Darüber hinaus konnten auch die bereits im Zusammenhang mit dem ursprünglichen Entwurf aufgeworfenen möglichen Folgefragen durch die Anpassungen im Rahmen des Gesetzgebungsverfahrens nicht beantwortet werden. Denn mit Ausnahme der Einschränkung der Duldungspflichten auf Grundstücke im Eigentum der öffentlichen Hand handelt es sich ansonsten überwiegend um redaktionelle Änderungen ohne große inhaltliche Auswirkungen.
Beschleunigende Ausnahme für die Energiewende?
Da der Bundesrat dem Gesetzesentwurf zugestimmt hat, ohne den Vermittlungsausschuss anzurufen, wird das Gesetz nach Ausfertigung und Verkündung (vorbehaltlich einzelner EU-rechtlich erforderlicher Genehmigungen) in Kürze in Kraft treten.

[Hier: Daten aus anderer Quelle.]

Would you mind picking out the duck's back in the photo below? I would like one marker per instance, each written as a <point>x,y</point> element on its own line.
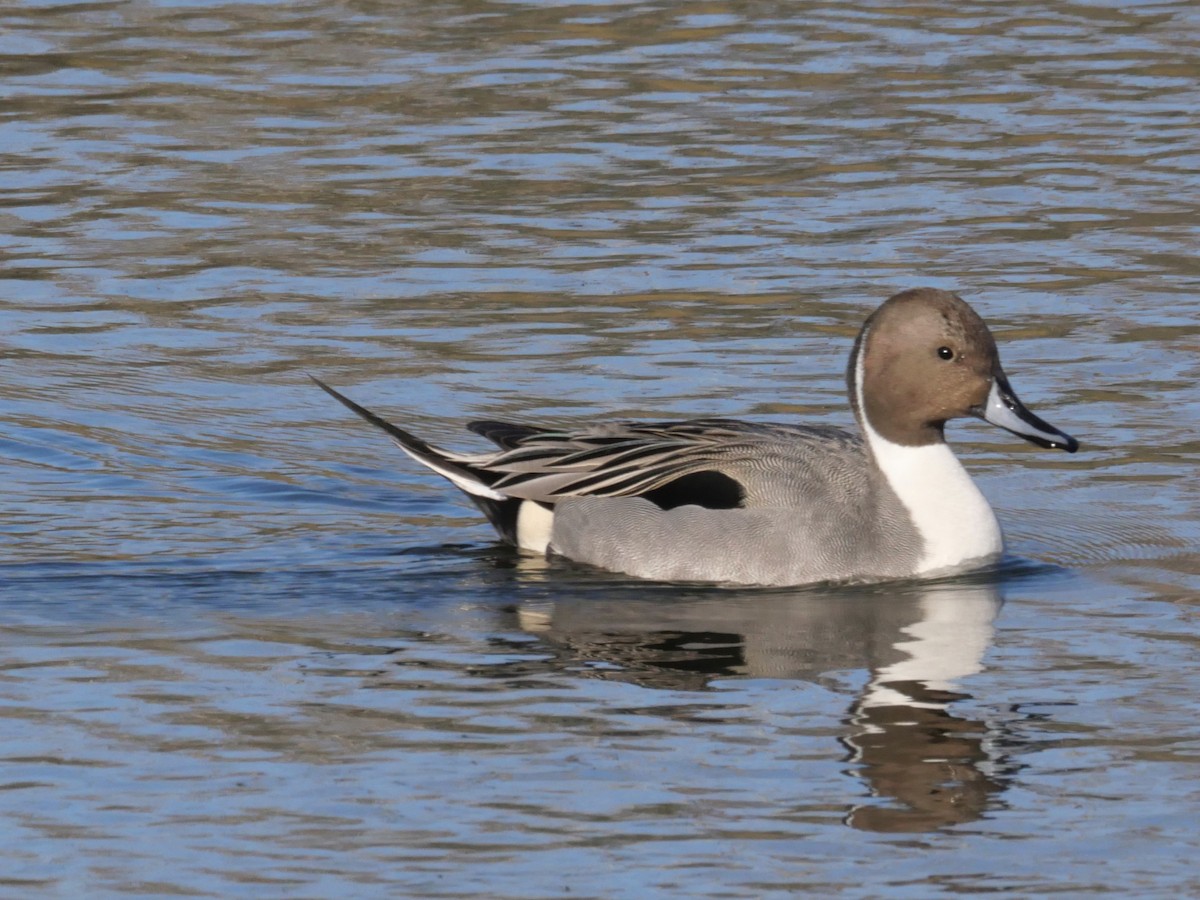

Dass die nunmehr auf die öffentliche Hand beschränkte Duldungspflicht den Ausbau erneuerbarer Energien wesentlich vereinfachen oder beschleunigen wird, erscheint zweifelhaft. Es bleibt, die tatsächlichen Entwicklungen und Umsetzung der neuen Regelungen in der Praxis zu beobachten und abzuwarten, ob bzw. wie der Gesetzgeber künftig weiter auf diese Thematik reagieren wird. Dass hier doch noch einmal nachjustiert wird, scheint insbesondere wegen der Bedeutung des Ausbaus Erneuerbarer Energien und den ursprünglichen Bestrebungen, auch private Grundstückseigentümer zur Duldung zu verpflichten, zumindest nicht ausgeschlossen.